- Leader: Earl of Bath; William Pitt, 1st Earl of Chatham; William Pitt the Younger;
- Founder: Earl of Bath
- Founded: 1725; 301 years ago
- Dissolved: 1803; 223 years ago
- Merged into: Mainstream Whig Party; Pittites;
- Ideology: Whiggism; Anti-Walpole ministry; Anti-nepotism; Anti-corruption;
- National affiliation: Whigs

= Patriot Whigs =

British political faction

The Patriot Whigs, later the Patriot Party, were a group within the Whig Party in Great Britain from 1725 to 1803. The group was formed in opposition to the government of Robert Walpole in the House of Commons in 1725, when William Pulteney (later 1st Earl of Bath) and seventeen other Whigs joined with the Tory Party in attacks against the ministry. By the mid-1730s, there were over one hundred opposition Whigs in the Commons, many of whom embraced the Patriot label. For many years, they provided a more effective opposition to the Walpole administration than the Tories were.
==Reasons for opposition to Walpole==

The Whig Patriots believed that under Walpole, the executive had grown too powerful by the abuse of patronage and government placemen in the Parliament of Great Britain. They also accused Walpole personally of being too partisan, too important and too eager to keep competent potential rivals out of positions of influence. He was further suspected of enriching himself from the public purse. Discontent with Walpole among his fellow Whigs had first been brought to a crisis with the South Sea Bubble and his role as a "screen" to the South Sea directors, as well as the fact that he had made a profit despite the crash. Under Queen Anne, the Tories had sent Walpole to the Tower of London for misappropriations as Secretary at War, and even radical Whigs such as John Tutchin had publicly accused him of siphoning off money.
==Hostility towards Spain and France==

As self-declared "patriots", the Patriot Whigs were often critical of Britain's foreign policy, especially under the first two kings of the House of Hanover.
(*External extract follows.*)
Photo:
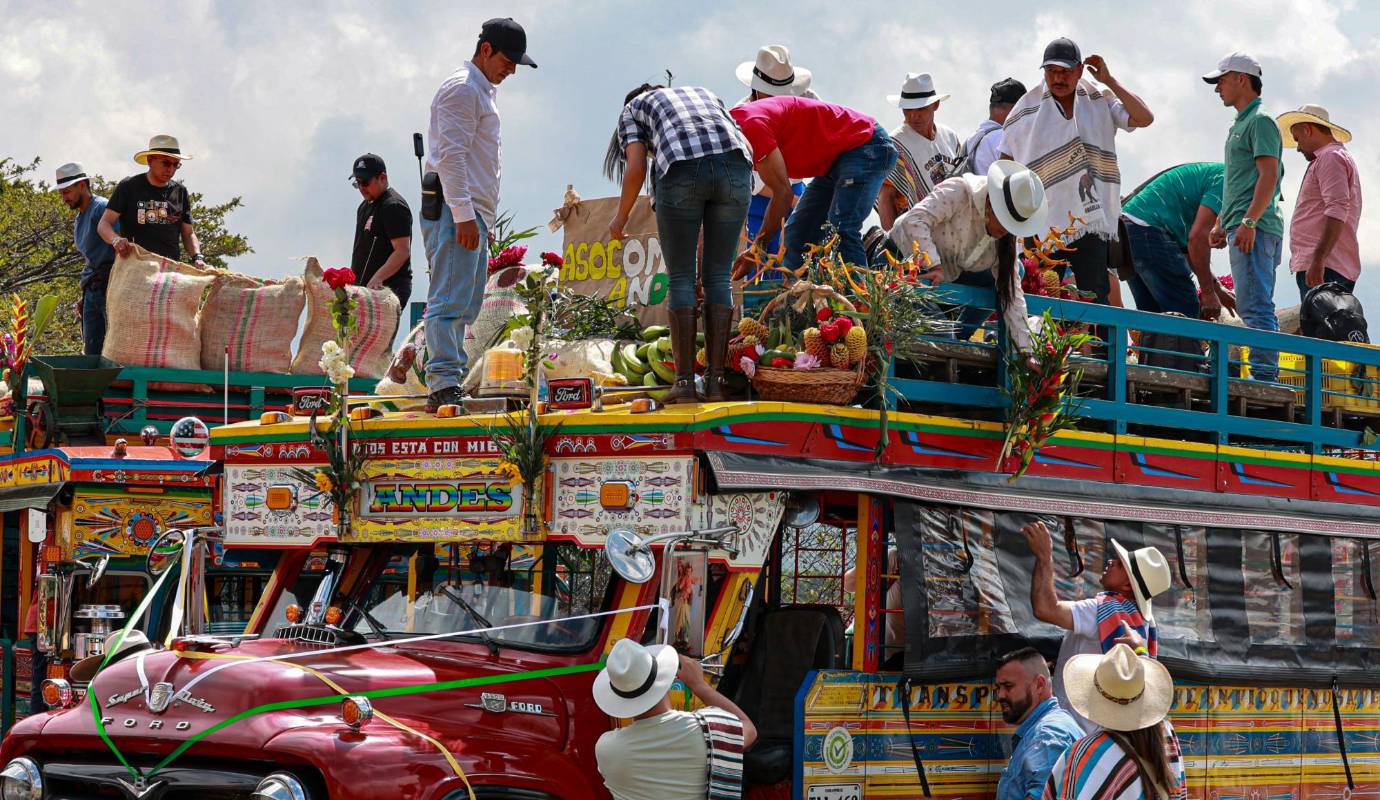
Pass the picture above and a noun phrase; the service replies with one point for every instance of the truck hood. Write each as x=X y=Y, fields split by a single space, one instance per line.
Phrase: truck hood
x=158 y=700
Many were convinced that the traditional Whig policy, "No Peace Without Spain", had been correct and that Spain and France were potentially dangerous to Britain. In 1739, their attacks in Parliament against the Walpole ministry's policy toward Spain helped stir up widespread public anger, which led to the War of Jenkins' Ear and ultimately to Walpole's fall three years later, during the War of the Austrian Succession.
==The newspaper of the party and opposition to Caroline of Ansbach==

An early focus for the Whig Patriots was The Craftsman, a newspaper founded in 1726 by Pulteney and Henry St. John, Viscount Bolingbroke, the former Tory minister, who for a decade called for a "country" party coalition of non-Jacobite Tories and opposition Whigs to defeat Walpole and the Court Whigs. Jonathan Swift, Alexander Pope, John Gay, and Henry Fielding all wrote for The Craftsman. Bolingbroke's The Idea of a Patriot King (1738; published 1749) adopted the language of "patriotism" to critique political theories used by Walpole and his successors to justify their actions. Many of the anti-Walpolean satires of the 1730s mixed Tory and Patriot Whig stances, and some authors, such as Henry Carey, simultaneously satirized Queen Caroline for her backing of Walpole and penned patriotic operas and songs such as Rule, Britannia! and God Save the King.
==Support for William Pitt and the Elder and Pitt the Younger==

The Patriot Whigs never achieved power while Walpole remained in office, and their cohesion was undermined in 1742, when some of their leaders joined the government after Walpole's fall, and Pulteney was elevated to the House of Lords. However, William Pitt the Elder would gather around himself the "Patriot Party", and even in office, he continued to use the language of the Patriot Whigs. The remnants of those who identified as Patriots would later join the unofficial "party" of his son, William Pitt the Younger. Over the decades, those associations would contribute significant personnel and Parliamentary support to government ministries.